To give you a rough idea of what a program using a class List implementing this ADT would look like, consider the following code, which would read in numbers from the user and print the first 5 entered:

List L;
int k;
while(cin >> k)
  L.add2back(k);

Iterator itr = L.begin();
for(int i = 0; i < 5; i++) {
  cout << itr.get() << endl;
  itr.next();
}

In a sense, the iterator is giving us an ADT for a pointer - i.e. it's like a pointer whose interface and implementation are separate. Note: the get() function returns its object by reference. This is a subtle point, but what it means is that what's returned is not a copy of the value stored at the given node, rather it's the actual value. That means you can change what's stored at the given node. In the above we could've gone through the list as in our for-loop doing "itr.get() = 2*itr.get()", and we'd be modifying the list so that each element was double its original value.

Finishing off our List ADT

To finish off our list ADT, we need a mechanism for determining when an iterator has reached the end of a list. One could dream up many ways to do this. One nice mechanism, and one that we'll revisit later when we discuss the Standard Template Library, is to add a member end() to List that returns an iterator not to the last element in the list, but one element past. In other words, end() returns the iterator you'd get if you had an iterator to the last element in the list and then did a next(). If we also have a mechanism to determine whether two iterators are equal then we can check our iterator to see if it equals end()and, if so, we'll know we've traversed the whole list.

List();
~List();
void add2front(const DataType &val);
void add2back(const DataType &val);

class Iterator {
public:
  DataType& get();  <-- Note: return by reference!
  void next();
  bool equal(const Iterator& A);
};

Iterator begin();
Iterator end();

Now we can revise our previous program so that it actually prints out all the values stored in the list.
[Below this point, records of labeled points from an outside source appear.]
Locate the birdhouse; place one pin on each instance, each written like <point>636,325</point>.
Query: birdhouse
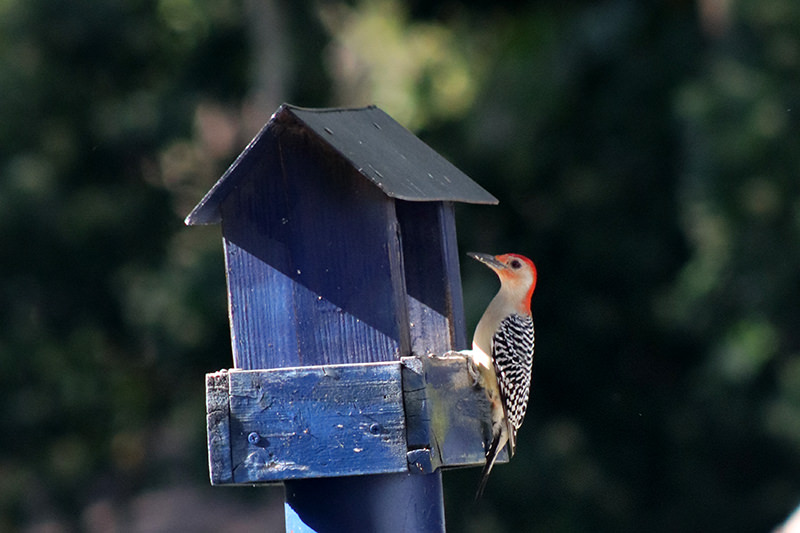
<point>343,275</point>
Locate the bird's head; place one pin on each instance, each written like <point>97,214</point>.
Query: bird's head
<point>517,274</point>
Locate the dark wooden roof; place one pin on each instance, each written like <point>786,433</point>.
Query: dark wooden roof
<point>379,148</point>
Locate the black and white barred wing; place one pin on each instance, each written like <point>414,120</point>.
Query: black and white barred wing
<point>512,347</point>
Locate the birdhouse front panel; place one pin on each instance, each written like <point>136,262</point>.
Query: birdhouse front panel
<point>313,259</point>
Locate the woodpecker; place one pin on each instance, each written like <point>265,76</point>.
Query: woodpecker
<point>502,352</point>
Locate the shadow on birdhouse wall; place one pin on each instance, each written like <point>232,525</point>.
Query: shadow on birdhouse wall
<point>326,242</point>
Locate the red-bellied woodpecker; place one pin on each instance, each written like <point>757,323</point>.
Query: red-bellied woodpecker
<point>502,351</point>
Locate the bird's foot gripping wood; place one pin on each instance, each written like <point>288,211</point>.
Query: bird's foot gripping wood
<point>474,373</point>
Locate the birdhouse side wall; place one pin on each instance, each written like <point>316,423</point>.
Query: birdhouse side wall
<point>314,261</point>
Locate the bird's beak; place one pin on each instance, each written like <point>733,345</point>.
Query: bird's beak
<point>488,260</point>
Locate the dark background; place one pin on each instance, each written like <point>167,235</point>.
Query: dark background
<point>646,157</point>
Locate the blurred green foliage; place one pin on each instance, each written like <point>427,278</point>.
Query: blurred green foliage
<point>645,155</point>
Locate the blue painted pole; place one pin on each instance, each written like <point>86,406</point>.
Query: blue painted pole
<point>384,503</point>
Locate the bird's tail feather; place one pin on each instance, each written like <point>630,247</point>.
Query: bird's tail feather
<point>491,457</point>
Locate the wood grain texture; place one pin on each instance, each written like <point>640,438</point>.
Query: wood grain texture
<point>312,256</point>
<point>320,421</point>
<point>219,429</point>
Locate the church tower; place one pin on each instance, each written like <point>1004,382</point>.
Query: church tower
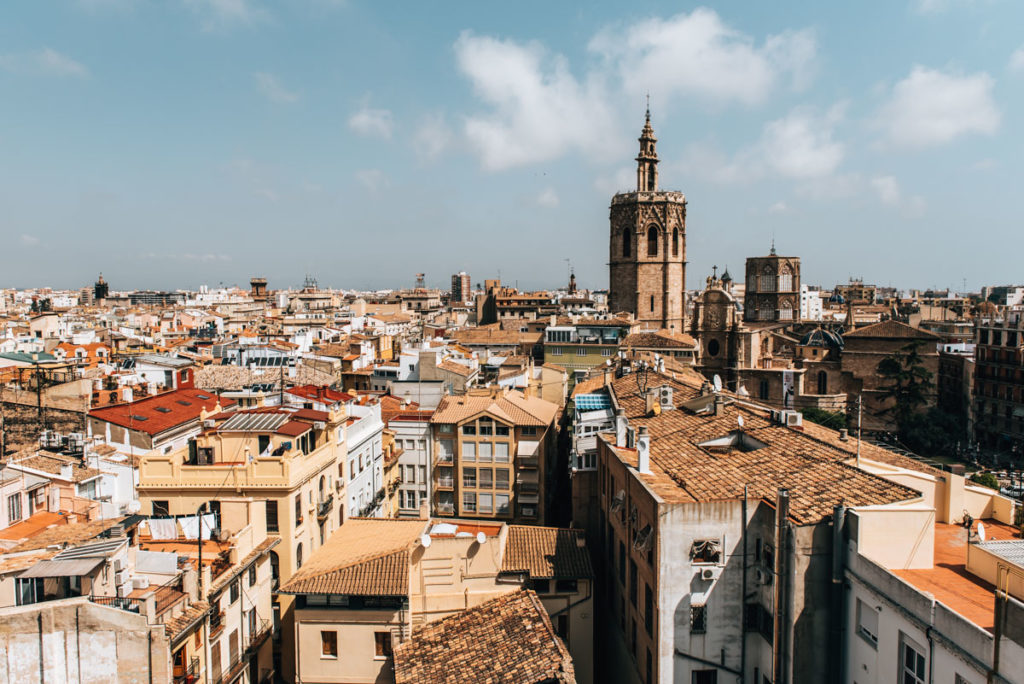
<point>647,247</point>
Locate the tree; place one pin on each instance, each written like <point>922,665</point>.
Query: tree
<point>909,384</point>
<point>986,479</point>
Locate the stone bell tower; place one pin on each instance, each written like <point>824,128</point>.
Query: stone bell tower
<point>647,247</point>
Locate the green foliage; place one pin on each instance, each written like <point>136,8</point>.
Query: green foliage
<point>986,479</point>
<point>908,384</point>
<point>836,421</point>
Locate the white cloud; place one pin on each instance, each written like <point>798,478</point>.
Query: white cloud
<point>548,199</point>
<point>697,54</point>
<point>271,88</point>
<point>890,194</point>
<point>539,110</point>
<point>1016,62</point>
<point>432,136</point>
<point>800,145</point>
<point>47,61</point>
<point>372,123</point>
<point>223,13</point>
<point>372,179</point>
<point>930,108</point>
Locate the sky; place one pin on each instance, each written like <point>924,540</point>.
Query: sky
<point>173,143</point>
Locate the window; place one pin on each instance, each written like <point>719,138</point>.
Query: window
<point>272,526</point>
<point>382,644</point>
<point>329,644</point>
<point>911,669</point>
<point>648,609</point>
<point>501,478</point>
<point>652,241</point>
<point>502,452</point>
<point>14,508</point>
<point>867,623</point>
<point>698,618</point>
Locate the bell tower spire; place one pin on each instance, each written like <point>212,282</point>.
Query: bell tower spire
<point>647,160</point>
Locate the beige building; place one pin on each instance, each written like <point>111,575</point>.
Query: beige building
<point>291,459</point>
<point>494,456</point>
<point>378,581</point>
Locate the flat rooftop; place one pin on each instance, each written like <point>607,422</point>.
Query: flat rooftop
<point>949,581</point>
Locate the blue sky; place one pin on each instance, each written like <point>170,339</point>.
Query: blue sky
<point>181,142</point>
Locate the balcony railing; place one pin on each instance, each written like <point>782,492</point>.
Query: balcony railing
<point>188,674</point>
<point>131,605</point>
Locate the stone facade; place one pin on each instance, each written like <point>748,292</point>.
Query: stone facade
<point>647,247</point>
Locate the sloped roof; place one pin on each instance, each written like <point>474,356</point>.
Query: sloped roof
<point>892,330</point>
<point>365,557</point>
<point>506,640</point>
<point>547,552</point>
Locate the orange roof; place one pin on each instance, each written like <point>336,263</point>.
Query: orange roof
<point>163,412</point>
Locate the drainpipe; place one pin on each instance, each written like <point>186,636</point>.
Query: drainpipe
<point>742,605</point>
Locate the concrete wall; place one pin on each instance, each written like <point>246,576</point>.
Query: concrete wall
<point>80,642</point>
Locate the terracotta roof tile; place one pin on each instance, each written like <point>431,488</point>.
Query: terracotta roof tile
<point>507,640</point>
<point>547,552</point>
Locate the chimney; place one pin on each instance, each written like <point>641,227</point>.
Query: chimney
<point>643,451</point>
<point>621,425</point>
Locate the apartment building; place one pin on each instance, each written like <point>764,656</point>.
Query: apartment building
<point>292,459</point>
<point>998,384</point>
<point>714,516</point>
<point>494,456</point>
<point>377,583</point>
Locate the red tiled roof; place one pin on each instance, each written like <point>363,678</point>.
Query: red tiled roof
<point>163,412</point>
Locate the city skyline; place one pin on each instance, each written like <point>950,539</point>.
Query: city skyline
<point>180,144</point>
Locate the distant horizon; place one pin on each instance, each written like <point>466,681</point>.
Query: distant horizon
<point>173,143</point>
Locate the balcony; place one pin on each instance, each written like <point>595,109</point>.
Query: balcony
<point>187,674</point>
<point>324,507</point>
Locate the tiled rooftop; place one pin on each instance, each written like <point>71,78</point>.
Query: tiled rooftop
<point>507,640</point>
<point>949,582</point>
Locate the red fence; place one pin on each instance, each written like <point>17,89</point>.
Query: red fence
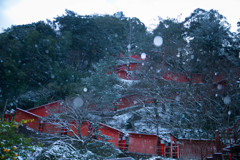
<point>196,149</point>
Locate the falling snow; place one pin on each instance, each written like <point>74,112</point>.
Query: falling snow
<point>158,41</point>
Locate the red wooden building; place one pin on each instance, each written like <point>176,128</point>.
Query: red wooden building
<point>143,143</point>
<point>113,135</point>
<point>196,149</point>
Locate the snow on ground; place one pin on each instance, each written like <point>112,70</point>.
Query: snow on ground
<point>142,123</point>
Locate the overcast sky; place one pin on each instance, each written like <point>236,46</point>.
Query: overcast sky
<point>15,12</point>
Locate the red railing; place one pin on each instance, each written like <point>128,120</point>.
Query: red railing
<point>234,134</point>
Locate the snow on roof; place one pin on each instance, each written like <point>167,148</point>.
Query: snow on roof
<point>44,105</point>
<point>28,112</point>
<point>111,127</point>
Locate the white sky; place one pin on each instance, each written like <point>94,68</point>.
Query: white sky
<point>15,12</point>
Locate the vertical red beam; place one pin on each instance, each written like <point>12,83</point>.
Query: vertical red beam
<point>41,126</point>
<point>177,151</point>
<point>162,149</point>
<point>11,114</point>
<point>6,115</point>
<point>171,147</point>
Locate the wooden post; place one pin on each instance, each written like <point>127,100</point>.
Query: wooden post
<point>171,148</point>
<point>4,110</point>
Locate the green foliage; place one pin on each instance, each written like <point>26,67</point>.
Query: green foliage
<point>12,144</point>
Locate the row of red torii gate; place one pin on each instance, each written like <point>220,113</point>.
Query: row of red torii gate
<point>165,146</point>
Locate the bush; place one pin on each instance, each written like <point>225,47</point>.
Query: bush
<point>12,144</point>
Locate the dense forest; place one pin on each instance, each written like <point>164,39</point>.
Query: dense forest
<point>53,60</point>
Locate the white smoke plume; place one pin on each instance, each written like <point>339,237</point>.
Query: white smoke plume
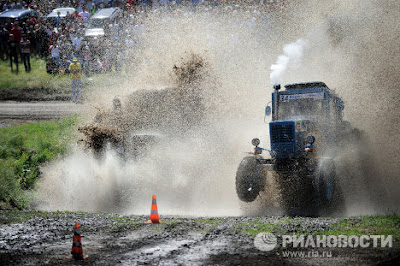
<point>292,56</point>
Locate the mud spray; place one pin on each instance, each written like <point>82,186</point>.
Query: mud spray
<point>350,45</point>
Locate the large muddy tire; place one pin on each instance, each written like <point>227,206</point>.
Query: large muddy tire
<point>249,180</point>
<point>297,193</point>
<point>328,193</point>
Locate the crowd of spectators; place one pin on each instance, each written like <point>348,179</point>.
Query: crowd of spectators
<point>61,40</point>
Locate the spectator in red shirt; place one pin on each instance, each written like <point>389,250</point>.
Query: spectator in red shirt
<point>26,52</point>
<point>16,31</point>
<point>13,51</point>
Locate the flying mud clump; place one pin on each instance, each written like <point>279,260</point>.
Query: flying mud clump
<point>166,111</point>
With a WHILE loop: With a FOR loop:
List L;
int k;
while(cin >> k)
  L.add2back(k);

Iterator itr = L.begin();
while (!itr.equal(L.end())) {
  cout << itr.get() << endl;
  itr.next();
}
or
List L;
int k;
while(cin >> k)
  L.add2back(k);

for (Iterator itr = L.begin(); !itr.equal(L.end()); itr.next()) {
  cout << itr.get() << endl;
}
  

Acting as user of a class implementing the List ADT

Just as with Stack and Queue, we're going to act as the user of a class that conforms to the List ADT before we worry about being the implementer of such a class. The file List.h, defines a class List conforming to the ADT. There is no associated .cpp file for this class. Just as with Stack and Queue, the name List must be followed by the name (in angle brackets) of the type you want to store in the list. Another subtle point is that the iterator class has been declared inside the class list. So its name isn't Iterator, rather it's List<DataType>::Iterator, which looks intimidating but which hopefully makes sense by now! So a complete version of the above program would be:

With a WHILE loop: With a FOR loop:
#include "List.h"
#include <iostream>
using namespace std;

int main() {
  // Read int's from the user and store in list L
  List<int> L;
  int k;
  while(cin >> k)
    L.add2back(k);

  // Print contents of the list
  List<int>::Iterator itr = L.begin();
  while (!itr.equal(L.end())) {
    cout << itr.get() << endl;
    itr.next();
  }
}
or
#include "List.h"
#include <iostream>
using namespace std;

int main() {
  // Read int's from the user and store in list L
  List<int> L;
  int k;
  while(cin >> k)
    L.add2back(k);

  // Print contents of the list
  for (List<int>::Iterator itr = L.begin(); !itr.equal(L.end()); itr.next()) {
    cout << itr.get() << endl;
  }
}

To understand why we can't just say Iterator and be done with it, imagine what would happen with our program if there were two lists, one storing doubles and one storing ints. When you said Iterator the compiler wouldn't know if it was an iterator for the list of double or for the list of ints. You might object "well why can't we say Iterator<double> and Iterator<int>?" Well, if things worked that way, then only Lists could have iterators. As we use more and more data structures you'll find that many of them ought to have iterators. So we need to be able to specify exactly what type of data structure and iterator belongs too, and List<double>::Iterator does that!